Эту главу я решил превратить в реконструкцию литературного быта ленинградской поры накануне прихода в Кремль Михаила Горбачева.
После смерти Брежнева в стране началось оживление. Андроповские соколы вылавливали днем посетителей кинотеатров, пытаясь разоблачить в них тунеядцев и прогульщиков. Говорят, что заявлялись народные дружинники и в общественные бани, где и среди голых советских граждан старались найти бездельников. Обычная российская глупость. Каждый нижестоящий чиновник, стараясь угодить руководителю, добавлял в пожелание руководителя толику своей фантазии. Итог: всякое, возможно, и разумное начинание превращается к началу реализации в утрированный бред.
Зато появился новый сорт водки, более дешевый. Прозвали ее «андроповкой».
В 1983 году я совершил социальный скачок по литературной лестнице. Поскольку у меня появилась пара публикаций в молодежных сборниках и в ресторане Дома писателей я пока еще никому не дал по морде, меня позвали в комиссию по работе с молодыми и сказали:
– Учитывая вашу спортивную комплекцию и литературную репутацию, мы решили предложить вам поучаствовать в выносе гроба…

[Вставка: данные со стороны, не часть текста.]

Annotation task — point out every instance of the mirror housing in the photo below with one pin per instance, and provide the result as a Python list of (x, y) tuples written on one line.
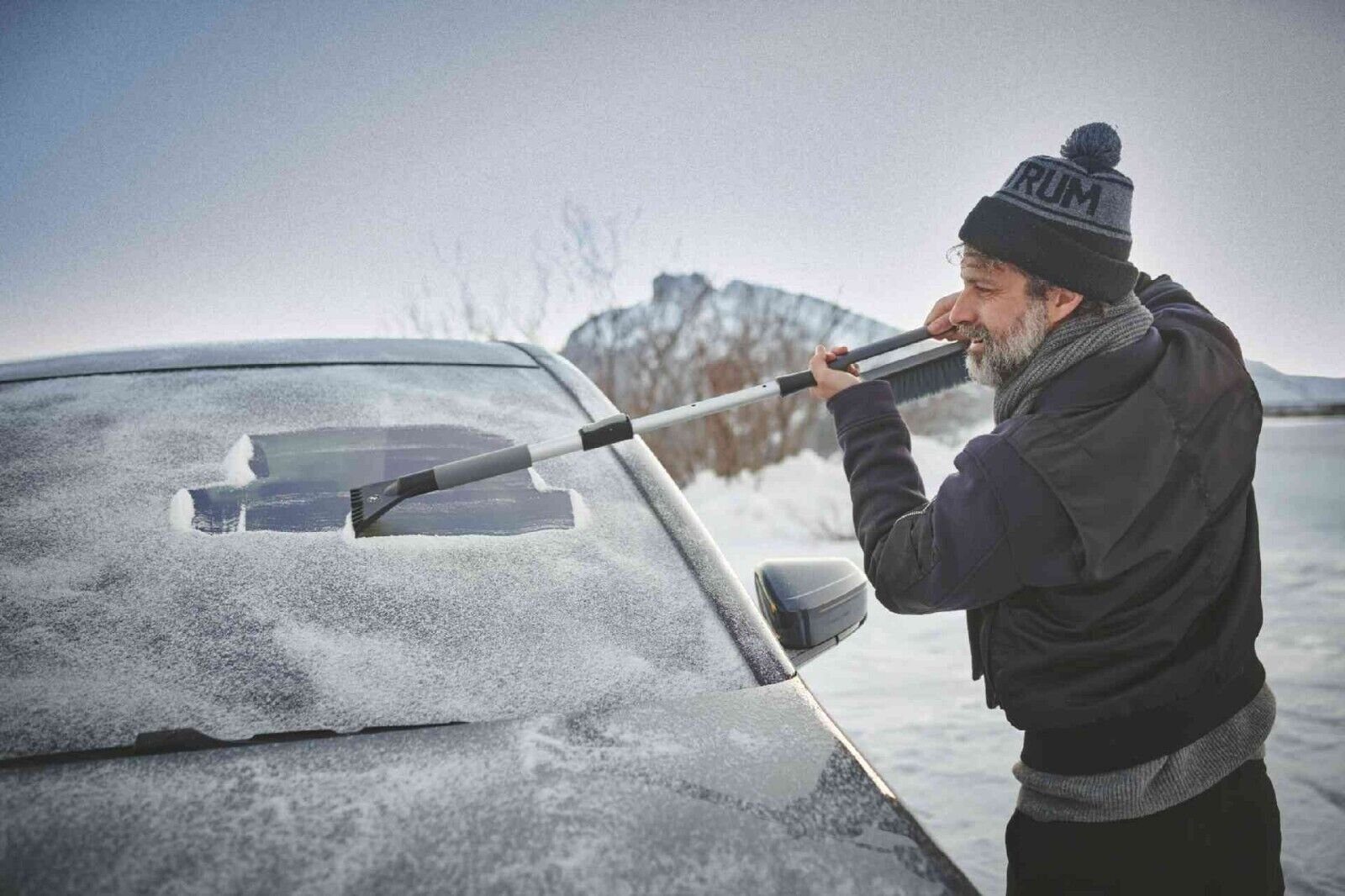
[(811, 603)]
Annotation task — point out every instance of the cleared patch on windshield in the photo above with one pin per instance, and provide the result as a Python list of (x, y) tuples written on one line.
[(302, 481)]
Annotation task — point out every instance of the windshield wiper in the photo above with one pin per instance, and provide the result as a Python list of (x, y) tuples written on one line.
[(185, 741)]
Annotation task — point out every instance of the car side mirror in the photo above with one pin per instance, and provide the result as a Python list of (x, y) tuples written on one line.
[(813, 603)]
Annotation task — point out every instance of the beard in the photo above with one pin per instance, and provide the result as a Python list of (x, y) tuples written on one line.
[(1002, 356)]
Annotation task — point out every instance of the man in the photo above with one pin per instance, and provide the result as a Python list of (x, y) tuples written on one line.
[(1102, 540)]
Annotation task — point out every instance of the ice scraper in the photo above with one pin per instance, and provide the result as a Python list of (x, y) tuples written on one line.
[(912, 377)]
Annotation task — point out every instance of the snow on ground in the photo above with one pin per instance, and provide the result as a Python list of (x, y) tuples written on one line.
[(901, 687)]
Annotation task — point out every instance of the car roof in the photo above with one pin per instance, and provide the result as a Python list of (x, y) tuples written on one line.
[(275, 353)]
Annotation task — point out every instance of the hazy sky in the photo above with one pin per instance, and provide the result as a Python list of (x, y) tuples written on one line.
[(185, 171)]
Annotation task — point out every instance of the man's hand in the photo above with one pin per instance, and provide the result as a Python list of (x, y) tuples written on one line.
[(831, 381), (938, 319)]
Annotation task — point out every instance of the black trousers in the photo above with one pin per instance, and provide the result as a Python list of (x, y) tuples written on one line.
[(1221, 841)]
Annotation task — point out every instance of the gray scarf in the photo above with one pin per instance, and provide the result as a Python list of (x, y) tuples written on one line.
[(1073, 340)]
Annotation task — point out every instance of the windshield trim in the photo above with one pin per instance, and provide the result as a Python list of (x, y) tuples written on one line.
[(190, 741), (271, 353)]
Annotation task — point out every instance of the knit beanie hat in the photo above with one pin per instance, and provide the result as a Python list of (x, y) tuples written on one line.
[(1064, 219)]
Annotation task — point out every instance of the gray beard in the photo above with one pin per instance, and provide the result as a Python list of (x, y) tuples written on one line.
[(1001, 358)]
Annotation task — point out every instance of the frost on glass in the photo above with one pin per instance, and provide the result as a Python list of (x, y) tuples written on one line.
[(119, 616), (302, 481)]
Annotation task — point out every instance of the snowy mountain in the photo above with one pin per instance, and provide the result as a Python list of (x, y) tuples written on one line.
[(1284, 392), (692, 340)]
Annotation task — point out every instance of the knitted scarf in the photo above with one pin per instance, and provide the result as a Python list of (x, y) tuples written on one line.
[(1073, 340)]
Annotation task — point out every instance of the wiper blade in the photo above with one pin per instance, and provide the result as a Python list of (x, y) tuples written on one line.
[(185, 741)]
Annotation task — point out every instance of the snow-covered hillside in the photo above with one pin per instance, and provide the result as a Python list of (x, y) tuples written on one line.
[(1281, 390)]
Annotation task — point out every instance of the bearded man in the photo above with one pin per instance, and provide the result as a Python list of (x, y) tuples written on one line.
[(1102, 541)]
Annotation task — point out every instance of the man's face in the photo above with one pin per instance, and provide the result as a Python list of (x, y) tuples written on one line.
[(1004, 322)]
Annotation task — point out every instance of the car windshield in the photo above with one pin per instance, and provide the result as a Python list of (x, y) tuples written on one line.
[(172, 555)]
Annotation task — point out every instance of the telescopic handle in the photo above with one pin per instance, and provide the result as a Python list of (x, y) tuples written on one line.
[(880, 347), (794, 382)]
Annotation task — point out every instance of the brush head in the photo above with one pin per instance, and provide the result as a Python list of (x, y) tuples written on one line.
[(925, 374), (370, 502)]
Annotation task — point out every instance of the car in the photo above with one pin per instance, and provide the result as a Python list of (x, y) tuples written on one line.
[(551, 681)]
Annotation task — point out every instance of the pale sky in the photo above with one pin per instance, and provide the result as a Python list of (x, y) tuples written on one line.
[(193, 171)]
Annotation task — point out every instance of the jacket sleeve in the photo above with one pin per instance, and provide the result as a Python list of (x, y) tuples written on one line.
[(952, 552)]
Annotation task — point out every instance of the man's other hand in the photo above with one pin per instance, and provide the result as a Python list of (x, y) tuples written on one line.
[(938, 319), (831, 381)]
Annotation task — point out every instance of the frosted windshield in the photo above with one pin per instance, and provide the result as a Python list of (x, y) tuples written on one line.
[(127, 607)]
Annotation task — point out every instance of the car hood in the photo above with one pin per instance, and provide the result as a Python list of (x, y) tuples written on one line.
[(741, 791)]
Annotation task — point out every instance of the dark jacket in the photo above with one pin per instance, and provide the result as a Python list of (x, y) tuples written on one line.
[(1103, 544)]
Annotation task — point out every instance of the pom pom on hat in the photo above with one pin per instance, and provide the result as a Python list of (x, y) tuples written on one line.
[(1094, 145)]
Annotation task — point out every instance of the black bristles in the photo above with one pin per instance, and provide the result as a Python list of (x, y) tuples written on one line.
[(926, 373), (370, 502)]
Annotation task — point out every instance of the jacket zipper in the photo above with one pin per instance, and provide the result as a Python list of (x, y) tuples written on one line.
[(992, 697)]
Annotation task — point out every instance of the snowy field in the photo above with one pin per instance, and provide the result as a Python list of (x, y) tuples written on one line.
[(901, 687)]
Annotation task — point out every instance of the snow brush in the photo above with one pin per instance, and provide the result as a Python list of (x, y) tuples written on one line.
[(912, 377)]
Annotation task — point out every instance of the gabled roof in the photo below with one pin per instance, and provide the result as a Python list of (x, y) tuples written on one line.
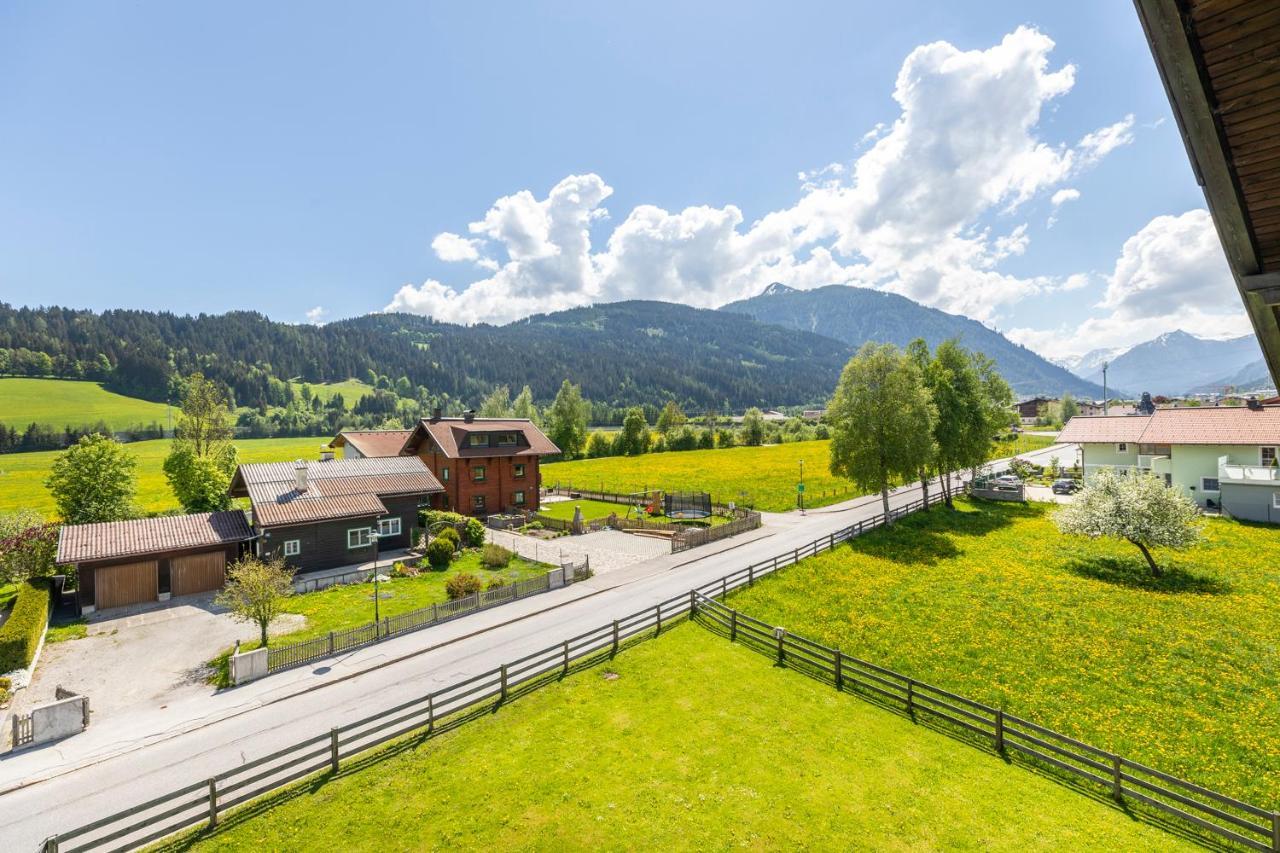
[(137, 537), (449, 436), (1189, 425), (373, 442), (1104, 429), (336, 489)]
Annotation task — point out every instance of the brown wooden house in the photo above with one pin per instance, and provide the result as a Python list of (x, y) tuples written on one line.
[(328, 514), (146, 560)]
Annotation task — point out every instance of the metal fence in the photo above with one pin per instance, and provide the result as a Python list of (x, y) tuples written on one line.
[(204, 802), (282, 657), (1124, 779)]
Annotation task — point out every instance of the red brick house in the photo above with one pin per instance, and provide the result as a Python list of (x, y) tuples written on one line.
[(485, 464)]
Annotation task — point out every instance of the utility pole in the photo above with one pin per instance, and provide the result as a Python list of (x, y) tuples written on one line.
[(1105, 365)]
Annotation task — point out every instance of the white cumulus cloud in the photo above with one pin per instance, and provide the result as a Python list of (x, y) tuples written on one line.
[(923, 210)]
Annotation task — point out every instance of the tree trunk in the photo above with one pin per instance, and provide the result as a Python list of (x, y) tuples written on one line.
[(1155, 570)]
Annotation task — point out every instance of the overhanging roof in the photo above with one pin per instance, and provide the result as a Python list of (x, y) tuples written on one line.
[(1220, 63)]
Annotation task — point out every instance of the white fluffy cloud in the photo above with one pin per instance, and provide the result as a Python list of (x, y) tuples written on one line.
[(1171, 274), (915, 213)]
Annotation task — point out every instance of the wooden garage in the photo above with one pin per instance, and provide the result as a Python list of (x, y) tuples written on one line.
[(122, 564)]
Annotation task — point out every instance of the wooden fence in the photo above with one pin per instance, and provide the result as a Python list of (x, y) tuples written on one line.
[(1224, 816), (204, 802), (282, 657)]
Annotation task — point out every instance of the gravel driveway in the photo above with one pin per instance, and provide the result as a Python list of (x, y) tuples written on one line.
[(142, 660)]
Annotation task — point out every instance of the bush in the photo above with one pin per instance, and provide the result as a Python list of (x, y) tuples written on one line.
[(21, 634), (439, 552), (462, 585), (475, 533), (496, 556)]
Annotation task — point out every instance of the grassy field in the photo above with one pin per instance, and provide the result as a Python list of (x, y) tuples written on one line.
[(992, 602), (764, 477), (63, 402), (686, 742), (22, 475)]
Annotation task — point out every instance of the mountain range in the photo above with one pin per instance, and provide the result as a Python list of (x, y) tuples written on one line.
[(1179, 363), (856, 314)]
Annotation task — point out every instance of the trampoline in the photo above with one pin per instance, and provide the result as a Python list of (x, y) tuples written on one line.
[(686, 505)]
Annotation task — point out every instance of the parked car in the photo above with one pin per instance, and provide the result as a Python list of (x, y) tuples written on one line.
[(1065, 486)]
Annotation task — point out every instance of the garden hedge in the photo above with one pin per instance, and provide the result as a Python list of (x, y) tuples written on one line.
[(21, 634)]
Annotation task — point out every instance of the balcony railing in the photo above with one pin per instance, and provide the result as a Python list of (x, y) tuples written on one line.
[(1248, 473)]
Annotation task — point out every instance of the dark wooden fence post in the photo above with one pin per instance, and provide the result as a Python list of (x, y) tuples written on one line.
[(213, 803)]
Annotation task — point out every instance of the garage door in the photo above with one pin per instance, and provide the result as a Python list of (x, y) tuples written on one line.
[(128, 584), (197, 573)]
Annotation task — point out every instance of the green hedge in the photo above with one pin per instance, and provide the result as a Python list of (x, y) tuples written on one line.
[(21, 634)]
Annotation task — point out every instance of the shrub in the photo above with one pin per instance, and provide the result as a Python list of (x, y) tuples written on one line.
[(494, 556), (462, 585), (475, 533), (21, 634), (439, 552)]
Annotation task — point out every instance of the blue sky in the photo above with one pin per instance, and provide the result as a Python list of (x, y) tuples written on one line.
[(295, 158)]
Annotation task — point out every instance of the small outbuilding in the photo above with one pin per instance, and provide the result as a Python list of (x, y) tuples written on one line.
[(145, 560)]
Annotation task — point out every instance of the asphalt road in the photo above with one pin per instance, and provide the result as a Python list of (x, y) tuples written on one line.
[(123, 762)]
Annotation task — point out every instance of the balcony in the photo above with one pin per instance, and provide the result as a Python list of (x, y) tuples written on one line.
[(1247, 473)]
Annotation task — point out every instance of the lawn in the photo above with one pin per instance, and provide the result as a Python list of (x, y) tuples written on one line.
[(22, 475), (686, 742), (993, 603), (64, 402), (763, 477)]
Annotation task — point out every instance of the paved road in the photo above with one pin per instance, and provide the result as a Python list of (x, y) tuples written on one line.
[(122, 762)]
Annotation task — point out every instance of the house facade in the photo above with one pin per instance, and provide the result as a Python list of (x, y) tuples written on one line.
[(1224, 457), (485, 465), (334, 512)]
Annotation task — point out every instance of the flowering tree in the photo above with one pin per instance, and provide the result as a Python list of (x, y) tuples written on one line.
[(27, 546), (1138, 509)]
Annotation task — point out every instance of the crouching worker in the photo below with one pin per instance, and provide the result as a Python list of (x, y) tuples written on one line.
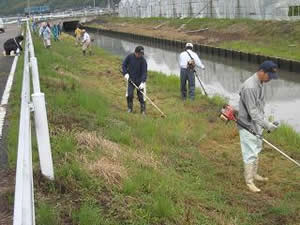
[(135, 71), (13, 45), (251, 116)]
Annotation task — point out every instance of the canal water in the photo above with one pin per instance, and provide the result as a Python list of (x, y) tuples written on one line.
[(222, 76)]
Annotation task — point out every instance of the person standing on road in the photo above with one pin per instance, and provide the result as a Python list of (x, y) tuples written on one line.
[(54, 30), (188, 60), (135, 70), (251, 115), (13, 46), (78, 34), (86, 43), (59, 28), (46, 35)]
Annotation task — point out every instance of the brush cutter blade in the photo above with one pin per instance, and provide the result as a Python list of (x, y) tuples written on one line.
[(228, 113)]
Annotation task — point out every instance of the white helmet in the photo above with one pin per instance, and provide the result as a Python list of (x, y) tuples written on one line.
[(189, 45)]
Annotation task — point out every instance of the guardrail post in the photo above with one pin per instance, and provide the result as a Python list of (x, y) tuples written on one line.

Только что умер писатель Федор Абрамов. Ожидалось столпотворение на гражданской панихиде. Кроме меня призвали большого Сережу Янсона и еще нескольких мускулистых. Мы должны были присматривать за порядком и нести гроб. Я склонен к авантюрному абсурду, поэтому и согласился. Народу набилось действительно много. Возле гроба выступали разные партийные и беспартийные люди. Сказали речи вологодский писатель Василий Белов и питерский театральный режиссер Лев Додин. Белов закончил свое выступление фразой: «Прощай, Федя», а Додин, ставший у гроба сразу после Белова, начал так: «Нет, я не говорю – прощай!» Писатель и режиссер злобно-ревниво поглядывали друг на друга. Затем гроб следовало вынести на улицу. Я подставил плечо и понес Абрамова. На узкую лестницу, откуда не возьмись, выскочили Василий Белов и Лев Додин, подлезли под гроб и стали мешать. Белов, человек маленького роста, все наступал мне на ноги. Был момент, когда я Абрамова чуть не уронил. Пришлось Белову дать под зад коленкой. Но он этого и не заметил, поскольку бросал ненавидящие взгляды на Додина, а Додин бросал взгляды на Белова.